Bei Hydepark Corner stieg er ab und ging in den Park, in der Meinung, daß ein Spaziergang ihn ablenken würde.

Eine ganze Menge von Leuten saß dort, die alle unbewußt das rechte Linderungsmittel gebrauchten; um ihnen auszuweichen, ging er am Gitter entlang und lief Oberst Ercott und seiner Frau fast in die Arme, die etwas erhitzt von Knightsbridge herkamen, nachdem sie im Hause irgendeines Generals zu Mittag gegessen und von ›Monte‹ geplaudert hatten.

Sie begrüßten ihn scheinbar ganz überrascht, obzwar sie sich oftmals gesagt hatten: Der junge Mann wird nicht schnell genug wieder zurück sein können! Sie freuten sich sehr, sagten sie, ihn zu treffen. Wann er angekommen wäre? Sie hätten gedacht, er würde nach Italien Weiterreisen – er sähe ziemlich abgespannt aus. Sie fragten ihn nicht, ob er sie besucht hätte – sie waren zu gütig und fürchteten vielleicht, daß er ja sagen könnte, was peinlich gewesen wäre; oder daß er nein sagen könnte, was noch peinlicher gewesen wäre, wenn sie herausfanden, daß er hätte ja sagen sollen.

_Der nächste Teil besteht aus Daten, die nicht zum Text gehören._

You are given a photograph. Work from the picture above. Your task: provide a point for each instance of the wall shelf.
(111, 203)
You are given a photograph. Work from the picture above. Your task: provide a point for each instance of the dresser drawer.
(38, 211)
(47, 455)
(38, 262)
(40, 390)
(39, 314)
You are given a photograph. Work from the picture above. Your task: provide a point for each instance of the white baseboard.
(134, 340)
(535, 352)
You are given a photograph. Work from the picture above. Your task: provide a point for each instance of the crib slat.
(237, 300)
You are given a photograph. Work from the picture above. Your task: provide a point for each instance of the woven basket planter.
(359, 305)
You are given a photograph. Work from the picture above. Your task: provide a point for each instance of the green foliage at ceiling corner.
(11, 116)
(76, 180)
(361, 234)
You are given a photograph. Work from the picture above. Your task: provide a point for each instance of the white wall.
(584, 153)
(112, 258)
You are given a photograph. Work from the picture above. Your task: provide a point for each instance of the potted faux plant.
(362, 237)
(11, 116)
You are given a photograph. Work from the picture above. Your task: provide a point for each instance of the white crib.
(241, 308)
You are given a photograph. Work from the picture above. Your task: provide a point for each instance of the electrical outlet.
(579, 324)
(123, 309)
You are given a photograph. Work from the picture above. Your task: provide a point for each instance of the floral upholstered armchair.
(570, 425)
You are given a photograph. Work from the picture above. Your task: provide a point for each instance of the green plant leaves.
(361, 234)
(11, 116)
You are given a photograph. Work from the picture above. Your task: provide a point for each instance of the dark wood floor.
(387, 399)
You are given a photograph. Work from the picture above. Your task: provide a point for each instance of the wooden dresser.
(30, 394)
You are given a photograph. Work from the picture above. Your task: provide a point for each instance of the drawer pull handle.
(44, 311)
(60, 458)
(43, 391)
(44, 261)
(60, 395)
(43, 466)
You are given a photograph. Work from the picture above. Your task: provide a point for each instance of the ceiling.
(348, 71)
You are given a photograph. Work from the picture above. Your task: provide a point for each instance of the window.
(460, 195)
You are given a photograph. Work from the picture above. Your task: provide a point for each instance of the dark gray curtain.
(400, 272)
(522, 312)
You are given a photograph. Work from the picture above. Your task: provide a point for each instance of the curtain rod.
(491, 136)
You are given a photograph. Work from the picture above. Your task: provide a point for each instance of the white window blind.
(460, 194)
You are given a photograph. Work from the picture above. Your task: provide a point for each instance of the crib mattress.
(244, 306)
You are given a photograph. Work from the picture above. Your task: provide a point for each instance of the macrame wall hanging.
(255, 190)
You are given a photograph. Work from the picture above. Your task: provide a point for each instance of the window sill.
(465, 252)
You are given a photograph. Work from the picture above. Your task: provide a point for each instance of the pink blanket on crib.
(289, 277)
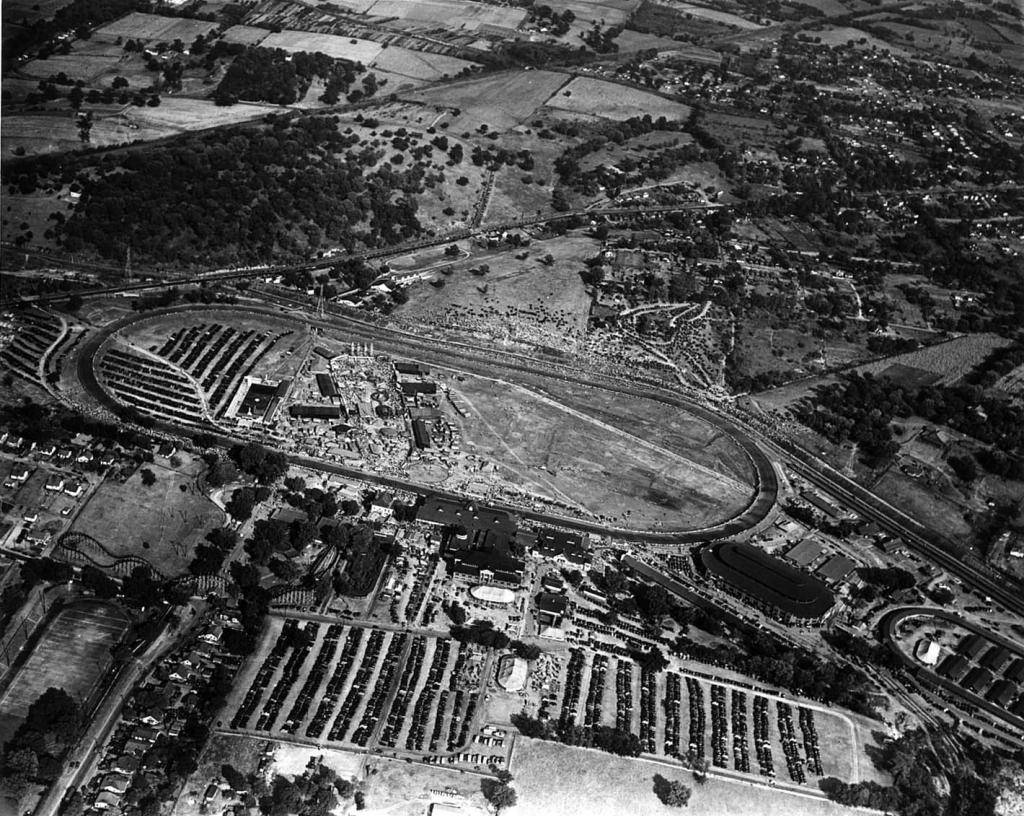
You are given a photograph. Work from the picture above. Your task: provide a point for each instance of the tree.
(240, 506)
(674, 793)
(500, 793)
(456, 613)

Möchte er sich nicht ein wenig mit ihnen hinsetzen? Sie wollten dann nachsehen, wie es Olive ging. Lennan fühlte, daß sie ihn warnten. Er zwang sich, ihnen gerade ins Gesicht zu sehen, und sagte: »Ich bin eben dort gewesen.«

Mrs. Ercott kleidete am selben Abend ihren Eindruck in folgende Worte: »Er sieht ganz abgehetzt aus, der arme Junge! Ich fürchte, es werden sich noch entsetzliche Dinge abspielen. Hast du bemerkt, wie schnell er von uns weggelaufen ist? Mager geworden ist er auch; wenn er nicht so braungebrannt wäre, würde er ganz krank aussehen. Seine Augen sind so rührend; und früher hat er doch immer so einen lieben, lächelnden Blick gehabt!«

Der Oberst, der ihr das Kleid zuhakte, hielt in einer Prozedur inne, die Konzentration erforderte.

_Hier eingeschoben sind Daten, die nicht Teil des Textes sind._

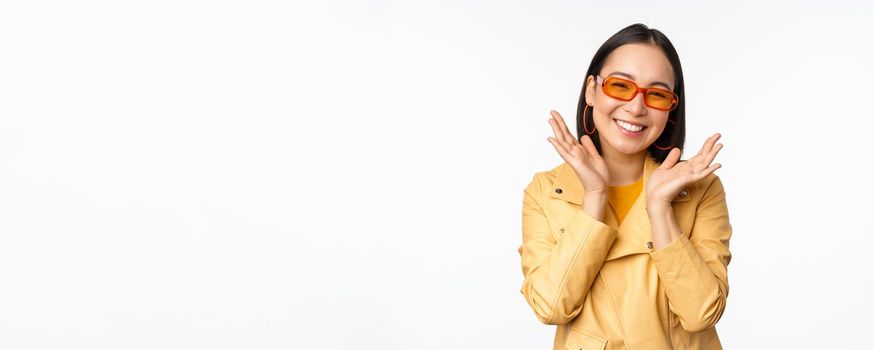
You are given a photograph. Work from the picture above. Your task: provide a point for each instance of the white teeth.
(629, 127)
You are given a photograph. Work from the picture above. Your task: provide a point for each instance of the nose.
(636, 107)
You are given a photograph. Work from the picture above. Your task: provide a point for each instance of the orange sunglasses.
(625, 90)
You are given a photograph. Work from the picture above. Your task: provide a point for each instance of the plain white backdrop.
(333, 175)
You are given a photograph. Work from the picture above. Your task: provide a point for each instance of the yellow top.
(621, 198)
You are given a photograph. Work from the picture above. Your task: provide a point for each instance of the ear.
(591, 83)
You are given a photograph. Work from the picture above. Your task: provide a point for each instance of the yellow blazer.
(602, 285)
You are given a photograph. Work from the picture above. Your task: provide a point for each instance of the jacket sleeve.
(694, 268)
(559, 272)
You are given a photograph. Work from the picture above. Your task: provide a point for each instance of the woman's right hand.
(582, 156)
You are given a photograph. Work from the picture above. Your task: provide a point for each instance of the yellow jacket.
(603, 286)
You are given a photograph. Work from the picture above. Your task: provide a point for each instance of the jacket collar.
(635, 230)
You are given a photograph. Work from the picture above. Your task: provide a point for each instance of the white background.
(268, 175)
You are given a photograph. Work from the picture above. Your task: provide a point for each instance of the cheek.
(660, 122)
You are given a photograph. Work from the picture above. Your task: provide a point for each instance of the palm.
(669, 178)
(582, 156)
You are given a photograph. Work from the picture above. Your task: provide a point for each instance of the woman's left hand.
(669, 178)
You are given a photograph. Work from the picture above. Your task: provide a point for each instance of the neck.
(624, 168)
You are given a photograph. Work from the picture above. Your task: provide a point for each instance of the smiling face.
(630, 127)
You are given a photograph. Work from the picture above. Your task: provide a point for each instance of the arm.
(694, 268)
(558, 274)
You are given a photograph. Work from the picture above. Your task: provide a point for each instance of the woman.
(624, 246)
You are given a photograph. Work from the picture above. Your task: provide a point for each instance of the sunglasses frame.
(674, 102)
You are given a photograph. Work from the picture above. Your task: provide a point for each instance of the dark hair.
(674, 134)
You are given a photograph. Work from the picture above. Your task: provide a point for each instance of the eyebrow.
(629, 76)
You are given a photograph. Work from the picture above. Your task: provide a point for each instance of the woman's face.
(647, 66)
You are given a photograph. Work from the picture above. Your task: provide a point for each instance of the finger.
(712, 154)
(556, 129)
(671, 159)
(558, 147)
(708, 144)
(586, 141)
(567, 133)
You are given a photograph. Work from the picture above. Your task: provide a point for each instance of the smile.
(629, 127)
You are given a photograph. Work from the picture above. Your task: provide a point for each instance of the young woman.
(623, 245)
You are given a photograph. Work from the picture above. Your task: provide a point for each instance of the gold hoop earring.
(585, 109)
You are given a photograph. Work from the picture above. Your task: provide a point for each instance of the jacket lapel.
(635, 231)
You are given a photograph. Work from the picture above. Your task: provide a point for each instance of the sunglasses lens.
(659, 99)
(619, 88)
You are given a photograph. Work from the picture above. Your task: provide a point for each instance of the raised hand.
(582, 156)
(669, 178)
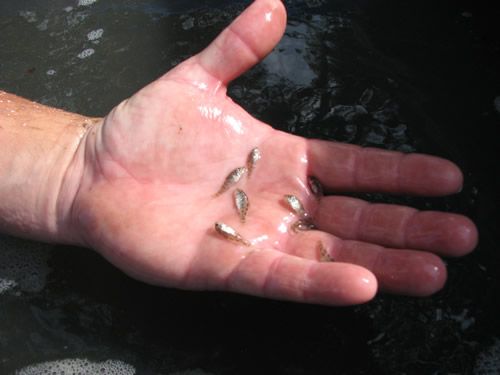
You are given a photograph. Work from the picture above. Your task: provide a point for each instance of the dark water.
(409, 76)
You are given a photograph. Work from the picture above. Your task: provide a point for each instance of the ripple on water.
(23, 265)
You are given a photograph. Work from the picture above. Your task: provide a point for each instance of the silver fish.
(230, 234)
(296, 205)
(324, 256)
(302, 225)
(252, 159)
(315, 186)
(241, 202)
(231, 179)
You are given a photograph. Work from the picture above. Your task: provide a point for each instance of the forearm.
(38, 175)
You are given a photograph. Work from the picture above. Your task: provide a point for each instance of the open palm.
(147, 199)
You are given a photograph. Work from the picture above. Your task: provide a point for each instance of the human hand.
(146, 179)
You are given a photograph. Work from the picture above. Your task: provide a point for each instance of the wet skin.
(146, 176)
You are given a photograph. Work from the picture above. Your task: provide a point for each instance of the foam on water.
(80, 367)
(84, 3)
(86, 53)
(95, 34)
(23, 265)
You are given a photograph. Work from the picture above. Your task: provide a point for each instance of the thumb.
(246, 41)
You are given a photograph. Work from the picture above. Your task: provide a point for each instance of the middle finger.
(396, 226)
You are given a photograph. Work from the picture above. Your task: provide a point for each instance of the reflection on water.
(335, 75)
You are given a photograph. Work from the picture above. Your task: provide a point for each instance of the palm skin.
(152, 167)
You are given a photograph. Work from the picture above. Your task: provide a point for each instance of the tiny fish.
(231, 179)
(323, 254)
(315, 186)
(296, 205)
(241, 202)
(230, 234)
(302, 225)
(252, 159)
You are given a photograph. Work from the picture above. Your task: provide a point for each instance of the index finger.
(343, 167)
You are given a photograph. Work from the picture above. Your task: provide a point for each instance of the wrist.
(40, 169)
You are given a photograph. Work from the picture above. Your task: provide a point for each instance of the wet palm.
(146, 200)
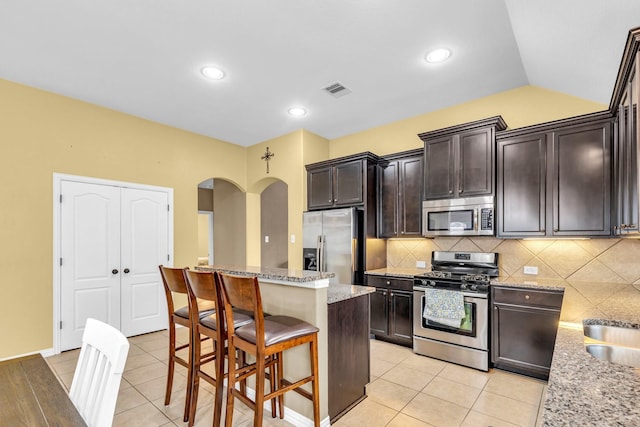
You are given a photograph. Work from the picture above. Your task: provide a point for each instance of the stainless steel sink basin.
(629, 337)
(628, 356)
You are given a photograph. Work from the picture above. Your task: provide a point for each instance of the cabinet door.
(626, 159)
(410, 196)
(400, 317)
(439, 168)
(475, 174)
(521, 195)
(523, 338)
(582, 180)
(348, 186)
(379, 312)
(320, 188)
(388, 212)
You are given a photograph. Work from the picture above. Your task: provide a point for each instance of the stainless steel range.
(451, 310)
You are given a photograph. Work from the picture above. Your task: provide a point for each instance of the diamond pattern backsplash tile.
(601, 277)
(595, 260)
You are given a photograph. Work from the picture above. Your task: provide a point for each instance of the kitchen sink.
(629, 356)
(615, 335)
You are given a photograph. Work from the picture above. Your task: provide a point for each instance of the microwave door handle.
(320, 253)
(475, 219)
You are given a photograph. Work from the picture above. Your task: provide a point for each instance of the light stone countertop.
(339, 292)
(585, 391)
(284, 274)
(335, 292)
(397, 272)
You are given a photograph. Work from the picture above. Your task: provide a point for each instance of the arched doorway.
(221, 223)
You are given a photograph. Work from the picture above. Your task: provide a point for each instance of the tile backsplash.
(601, 277)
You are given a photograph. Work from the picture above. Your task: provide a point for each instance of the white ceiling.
(143, 57)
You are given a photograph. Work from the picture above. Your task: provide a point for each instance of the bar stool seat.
(277, 329)
(207, 308)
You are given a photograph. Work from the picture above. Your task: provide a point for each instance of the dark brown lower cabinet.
(524, 328)
(348, 340)
(392, 309)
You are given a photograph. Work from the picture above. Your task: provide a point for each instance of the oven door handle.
(481, 296)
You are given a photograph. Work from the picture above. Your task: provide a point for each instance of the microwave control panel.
(486, 219)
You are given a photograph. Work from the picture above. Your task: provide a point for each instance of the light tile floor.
(406, 390)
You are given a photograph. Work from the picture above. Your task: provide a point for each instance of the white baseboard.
(45, 353)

»Es ist jammerschade«, brummte er, »daß er nichts zu tun hat. Dieses Herumspielen mit Lehm, oder was er sonst macht, hat doch gar keinen Sinn!« Und während er langsam einen Haken zumachte, gingen ein paar andere wieder auf.

Mrs. Ercott fuhr fort:

»Und ich hab Olive beobachtet, wie sie's nicht bemerkte; 's war geradeso, als hätte sie eine Maske abgenommen. Aber Robert Cramier wird es sich nie gefallen lassen. Er ist noch immer in sie verliebt; ich hab es gesehen. John, es ist tragisch!«

Der Oberst ließ die Hände von den Haken sinken.

»Wenn ich das glaube«, sagte er, »würd ich etwas tun.«

»Wenn du das könntest, dann war es eben nicht tragisch.«

Der Oberst sah erstaunt drein. Etwas konnte man doch immer tun!

»Du liest zuviel Romane«, sagte er, jedoch ohne Eifer. Mrs. Ercott lächelte, ohne auf diese Verleumdung, die sie nicht zum ersten Male hörte, etwas zu erwidern.